Ces écoles sont remplacées par les Instituts Universitaires de Formation des Maîtres (IUFM), suite à la loi de 1989.
En 2005, le Parlement vote une loi prévoyant l’intégration des IUFM dans les universités, qui deviennent les Ecoles internes des universités, statut comparable aux IUT.

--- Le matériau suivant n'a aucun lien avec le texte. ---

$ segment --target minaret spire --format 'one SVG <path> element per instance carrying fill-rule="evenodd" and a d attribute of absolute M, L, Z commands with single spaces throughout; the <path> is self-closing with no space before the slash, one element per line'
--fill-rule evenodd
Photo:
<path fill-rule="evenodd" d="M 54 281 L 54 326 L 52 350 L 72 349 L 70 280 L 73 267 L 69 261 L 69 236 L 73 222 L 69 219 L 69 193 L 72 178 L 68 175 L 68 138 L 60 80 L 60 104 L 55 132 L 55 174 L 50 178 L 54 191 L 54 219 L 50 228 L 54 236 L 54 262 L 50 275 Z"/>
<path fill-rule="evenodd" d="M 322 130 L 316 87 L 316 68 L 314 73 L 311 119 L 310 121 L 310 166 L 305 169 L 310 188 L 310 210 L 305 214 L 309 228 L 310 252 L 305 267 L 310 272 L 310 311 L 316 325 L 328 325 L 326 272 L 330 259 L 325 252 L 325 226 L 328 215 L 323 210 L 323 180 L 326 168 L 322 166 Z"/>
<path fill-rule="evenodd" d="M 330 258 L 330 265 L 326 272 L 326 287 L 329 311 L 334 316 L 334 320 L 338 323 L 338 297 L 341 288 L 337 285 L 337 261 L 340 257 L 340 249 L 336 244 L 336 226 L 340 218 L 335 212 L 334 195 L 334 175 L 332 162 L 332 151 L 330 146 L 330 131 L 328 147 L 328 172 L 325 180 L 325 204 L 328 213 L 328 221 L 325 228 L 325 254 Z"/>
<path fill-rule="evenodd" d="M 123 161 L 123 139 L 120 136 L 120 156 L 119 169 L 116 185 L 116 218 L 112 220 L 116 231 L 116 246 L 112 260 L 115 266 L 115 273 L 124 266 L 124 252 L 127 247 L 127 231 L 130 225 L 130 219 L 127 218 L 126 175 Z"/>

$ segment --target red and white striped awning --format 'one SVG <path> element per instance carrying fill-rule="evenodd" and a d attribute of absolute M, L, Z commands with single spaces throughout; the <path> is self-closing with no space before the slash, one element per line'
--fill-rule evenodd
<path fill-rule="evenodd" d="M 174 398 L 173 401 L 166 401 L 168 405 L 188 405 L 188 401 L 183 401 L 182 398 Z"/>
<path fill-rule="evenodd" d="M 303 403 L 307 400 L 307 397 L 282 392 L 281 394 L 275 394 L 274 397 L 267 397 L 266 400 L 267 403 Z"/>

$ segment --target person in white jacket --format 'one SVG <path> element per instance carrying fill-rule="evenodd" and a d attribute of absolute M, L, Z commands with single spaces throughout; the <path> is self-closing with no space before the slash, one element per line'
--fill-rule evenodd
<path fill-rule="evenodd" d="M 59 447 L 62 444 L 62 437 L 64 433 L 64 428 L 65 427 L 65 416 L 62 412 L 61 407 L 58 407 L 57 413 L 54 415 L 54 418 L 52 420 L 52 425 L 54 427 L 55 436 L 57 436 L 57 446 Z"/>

P.S. : Chaque année, les élèves-maîtres faisaient le portrait d’un élève. En 1933 (j’avais 9 ans), ce fut le mien. Pour vous amuser, voici quelques extraits. "… il aime mieux faire du football, que jouer aux billes… Il a peu d’appétit, ses parents doivent le forcer à manger, et ils n’y parviennent qu’avec difficulté. Jacques n’aime ni la viande ni la soupe, mais il se rattrape sur les légumes, ce qui oblige sa maman à préparer chaque fois un menu particulier. Jacques ne boit ni vin ni café, non seulement parce qu’on lui interdit, mais parce qu’il n’y tient pas… Jacques est soigneux de ses vêtements, même lorsqu’il se livre entièrement au jeu, il n’oublie pas de faire attention à sa blouse, à ses souliers… parce qu’une blouse déchirée lui rappelle, m’a-t-il confié, une bonne fessée par sa maman… il craint surtout sa maman, parce qu’elle le corrige chaque fois qu’il le mérite… Jacques est fort taquin, sa sœur Janette de 3 ans plus âgée que lui, subit les conséquences de ce défaut. Cette taquinerie dépasse parfois les limites permises : Janette pleure et se plaint à sa maman ; maman rétablit l’ordre par une correction, et Jacques pleure à son tour… … ".